Calling Justin Bieber ‘black’ is the biggest insult to us all
On a scale of 1 to 10, how high (or low) would you rate Justin Bieber’s street credibility?
It’s an odd but pertinent question, given the singer’s meteoric rise to fame, his associates in urban music and sports (which, oddly enough, includes an improbable kinship with the best pound for pound boxer in the world), and the obviously self-destructive bad boy persona the singer has cultivated recently.
Ready explanations for Beiber’s success, including the legions of loyal “Beliebers” who rally to his defense almost as passionately as they do his concerts, are hard to come by. However, can the Canadian hitmaker’s success reasonably be attributed to his “acting black“? In an op-ed for the Huffington Post, one observer has linked Bieber’s musical ascension to a demeanor that’s become increasingly “urban” – and not just because of his links to black pop culture figures like Usher and Floyd Mayweather.
Bieber’s career trajectory may have been unusually rapid, but it’s not that hard to explain — and little of it has to do with acting black, or even being white.
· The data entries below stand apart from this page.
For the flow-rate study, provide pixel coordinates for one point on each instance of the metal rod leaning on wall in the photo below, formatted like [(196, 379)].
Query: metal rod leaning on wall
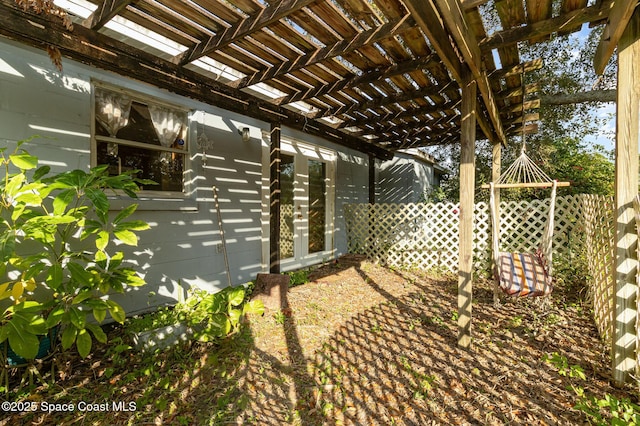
[(224, 243)]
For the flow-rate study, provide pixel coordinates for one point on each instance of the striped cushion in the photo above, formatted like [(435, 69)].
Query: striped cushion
[(523, 274)]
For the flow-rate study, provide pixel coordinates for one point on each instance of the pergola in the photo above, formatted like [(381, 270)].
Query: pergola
[(374, 75)]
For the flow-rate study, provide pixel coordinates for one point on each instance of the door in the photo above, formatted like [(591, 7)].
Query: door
[(306, 205)]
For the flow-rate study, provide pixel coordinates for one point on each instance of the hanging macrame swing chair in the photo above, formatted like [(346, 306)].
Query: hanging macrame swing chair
[(524, 274)]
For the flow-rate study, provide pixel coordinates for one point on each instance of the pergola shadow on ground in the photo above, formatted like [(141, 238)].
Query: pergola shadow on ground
[(366, 345)]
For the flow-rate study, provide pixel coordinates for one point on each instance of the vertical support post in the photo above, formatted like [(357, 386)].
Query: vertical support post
[(274, 197), (467, 194), (496, 166), (372, 179), (626, 188)]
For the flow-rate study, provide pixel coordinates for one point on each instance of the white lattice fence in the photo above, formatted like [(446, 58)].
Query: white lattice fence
[(599, 245), (426, 235), (286, 230)]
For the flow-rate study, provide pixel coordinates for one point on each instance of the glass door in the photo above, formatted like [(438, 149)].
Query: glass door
[(306, 205)]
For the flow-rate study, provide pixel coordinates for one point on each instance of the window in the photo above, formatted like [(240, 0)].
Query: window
[(136, 134)]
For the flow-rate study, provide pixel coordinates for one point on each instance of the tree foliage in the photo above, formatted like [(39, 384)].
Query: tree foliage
[(559, 147)]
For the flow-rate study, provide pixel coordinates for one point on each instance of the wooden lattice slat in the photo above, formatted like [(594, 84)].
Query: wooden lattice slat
[(599, 234), (425, 236)]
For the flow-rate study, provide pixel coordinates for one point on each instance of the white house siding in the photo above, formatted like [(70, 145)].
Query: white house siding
[(404, 179), (183, 248)]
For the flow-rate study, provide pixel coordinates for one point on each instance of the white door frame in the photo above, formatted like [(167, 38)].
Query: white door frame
[(302, 152)]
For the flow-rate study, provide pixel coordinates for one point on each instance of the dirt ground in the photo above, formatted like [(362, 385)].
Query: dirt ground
[(358, 344), (361, 344)]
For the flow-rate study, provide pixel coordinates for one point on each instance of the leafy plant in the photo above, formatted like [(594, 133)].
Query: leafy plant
[(562, 365), (298, 277), (57, 253), (608, 410), (216, 315)]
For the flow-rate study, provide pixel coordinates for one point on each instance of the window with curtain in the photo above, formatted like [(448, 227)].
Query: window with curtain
[(137, 134)]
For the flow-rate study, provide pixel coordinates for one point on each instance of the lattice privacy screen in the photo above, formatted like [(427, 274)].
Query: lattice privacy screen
[(426, 236)]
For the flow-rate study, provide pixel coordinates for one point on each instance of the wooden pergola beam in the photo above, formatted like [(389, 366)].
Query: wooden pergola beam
[(502, 39), (368, 77), (450, 89), (328, 52), (467, 196), (105, 12), (101, 51), (468, 45), (619, 16), (430, 109), (625, 259), (241, 29)]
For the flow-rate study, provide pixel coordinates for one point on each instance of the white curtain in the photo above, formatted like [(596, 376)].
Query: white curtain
[(168, 123), (112, 110)]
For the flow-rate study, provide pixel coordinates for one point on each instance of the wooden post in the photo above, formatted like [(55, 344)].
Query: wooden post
[(496, 166), (467, 195), (626, 187), (274, 197), (372, 179)]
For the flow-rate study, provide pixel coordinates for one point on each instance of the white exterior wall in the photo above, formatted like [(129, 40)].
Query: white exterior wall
[(183, 248), (403, 179)]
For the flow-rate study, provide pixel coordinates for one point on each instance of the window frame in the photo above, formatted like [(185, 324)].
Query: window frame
[(148, 195)]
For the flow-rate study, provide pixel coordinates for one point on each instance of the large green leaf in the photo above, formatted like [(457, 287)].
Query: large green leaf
[(41, 172), (69, 336), (7, 245), (81, 297), (234, 316), (97, 332), (24, 161), (29, 199), (80, 274), (99, 200), (236, 296), (102, 240), (62, 201), (116, 311), (83, 343), (54, 276), (77, 318), (127, 237), (99, 314), (90, 227), (116, 260), (14, 185), (55, 317)]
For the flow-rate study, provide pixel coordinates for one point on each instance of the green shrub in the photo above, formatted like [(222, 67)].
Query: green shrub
[(58, 255)]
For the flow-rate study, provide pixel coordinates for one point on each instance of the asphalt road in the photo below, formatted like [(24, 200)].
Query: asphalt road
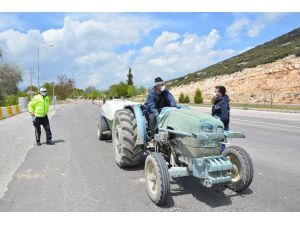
[(78, 173)]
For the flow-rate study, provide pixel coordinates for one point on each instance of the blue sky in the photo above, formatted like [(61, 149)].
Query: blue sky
[(98, 48)]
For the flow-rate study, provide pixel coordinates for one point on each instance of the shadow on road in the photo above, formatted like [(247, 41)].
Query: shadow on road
[(136, 168), (56, 141), (212, 197)]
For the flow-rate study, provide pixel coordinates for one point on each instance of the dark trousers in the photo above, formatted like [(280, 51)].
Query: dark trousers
[(44, 121), (152, 124)]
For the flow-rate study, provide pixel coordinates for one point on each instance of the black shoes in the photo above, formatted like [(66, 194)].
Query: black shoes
[(50, 143)]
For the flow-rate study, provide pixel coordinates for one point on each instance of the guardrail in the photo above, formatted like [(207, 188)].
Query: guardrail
[(9, 111)]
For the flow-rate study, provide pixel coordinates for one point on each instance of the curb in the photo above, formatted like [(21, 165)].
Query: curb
[(9, 111)]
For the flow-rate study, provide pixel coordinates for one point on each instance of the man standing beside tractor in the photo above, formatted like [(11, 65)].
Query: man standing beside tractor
[(38, 108), (158, 98), (221, 107)]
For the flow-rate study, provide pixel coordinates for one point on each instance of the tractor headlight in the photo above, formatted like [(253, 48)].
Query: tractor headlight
[(208, 128)]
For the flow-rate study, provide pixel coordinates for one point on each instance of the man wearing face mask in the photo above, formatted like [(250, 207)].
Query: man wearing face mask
[(221, 107), (38, 108), (158, 98)]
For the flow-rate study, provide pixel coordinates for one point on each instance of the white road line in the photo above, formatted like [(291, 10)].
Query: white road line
[(274, 124)]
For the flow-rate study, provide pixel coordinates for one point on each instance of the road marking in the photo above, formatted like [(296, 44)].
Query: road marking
[(274, 124)]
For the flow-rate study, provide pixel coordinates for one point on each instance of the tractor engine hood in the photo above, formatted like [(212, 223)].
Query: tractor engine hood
[(189, 121)]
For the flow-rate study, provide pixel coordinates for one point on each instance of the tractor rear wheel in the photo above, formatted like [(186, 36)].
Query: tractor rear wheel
[(124, 135), (157, 178), (242, 171)]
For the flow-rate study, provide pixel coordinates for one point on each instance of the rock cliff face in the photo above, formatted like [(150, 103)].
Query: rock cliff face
[(277, 82)]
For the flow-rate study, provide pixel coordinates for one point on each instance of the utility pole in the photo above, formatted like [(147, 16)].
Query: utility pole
[(38, 59), (53, 96), (31, 72)]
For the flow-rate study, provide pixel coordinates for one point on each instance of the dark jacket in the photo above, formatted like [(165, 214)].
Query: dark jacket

The formula is a tried and true one in the Internet age: Take one YouTube sensation from Canada, toss in angelic looks and an Autotune-ready voice, and you have the perfect prescription for a breakout sensation that’s all but irresistible to young females.
Love him or hate him, Bieber is the latest singer to fill a vacuum in the public’s imagination for a teen heartthrob. It goes without saying that age group is big business, worth billions in album sales. Although most of his predecessors were part of a wave of boy bands that captured the hearts of millions of pre-pubescent girls — which at one point in the not too distant past included New Edition and the Jackson Five — Bieber is the latest in a long-running fad. Given that his bubblegum sound and high-pitched falsetto hardly falls into the genre of Blue-Eyed Soul, it’s hard to make the argument that he’s cribbing from a playbook of black artists.
Bieber’s proximity to black artists — or the idea that he’s “emulating of black contemporaries” — falls far short of the mark in explaining his widespread popularity. In fact, the suggestion that he’s “acting black” on some level is a current into rather perilous cultural waters.
Blackness is becoming increasingly hard to define these days, but in one sense, the idea of “acting black” — to the extent anyone can successfully define the term, and what it implies — automatically conflates black skin with bad behavior.
Justin Bieber emerged on the music scene and cut his teeth as a pop star, and only by dint of his recent run of legal troubles has the singer been tagged with the feared “trying to be black” label. By attempting to link his behavior to some amorphous or ill-conceived idea of blackness, people who raise this argument virtually concede that black culture is synonymous with drug abuse (of which Bieber has stood accused), violence and run-ins with the law. It also reinforces the pernicious idea that dabbling in drugs and running the streets is somehow “cool” or some manifestation of racism rather than incredibly poor judgment.
If there’s any unfortunate rule of thumb the pop crooner demonstrates, it’s the time-honored tradition of a white artist closely aligned with marquee black artists being practically inoculated from charges of racism once the inevitable accusation of racial insensitivity surfaces. If it worked for the likes of Gwyneth Paltrow and Eminem, it certainly will for young Mr. Bieber.
Looking at Bieber’s career through the lens of race also conveniently bypasses an enormous elephant in the room. The artist comes from a long line of child stars that followed a similar path: their careers burn white hot, then went super-nova and burned out completely. In television, movies and music, the road to success is littered with children for whom success came early but departed in a hail of erratic behavior and sometimes, untimely death. For this group, acting out had little to do with “acting black” as a means to achieve notoriety (they were famous enough already).
If there’s anything or anyone Justin Bieber is emulating, it’s the long list of train-wreck children who couldn’t handle the wages of early fame. He’s more a gender-reversed Lindsay Lohan or Amanda Bynes than he is a Chris Brown.
There are a lot of descriptive terms that can be used to describe him: troubled, spoiled, drug-addled, drunk or entitled being just a few. Whatever you do, don’t equate Bieber’s behavior with blackness.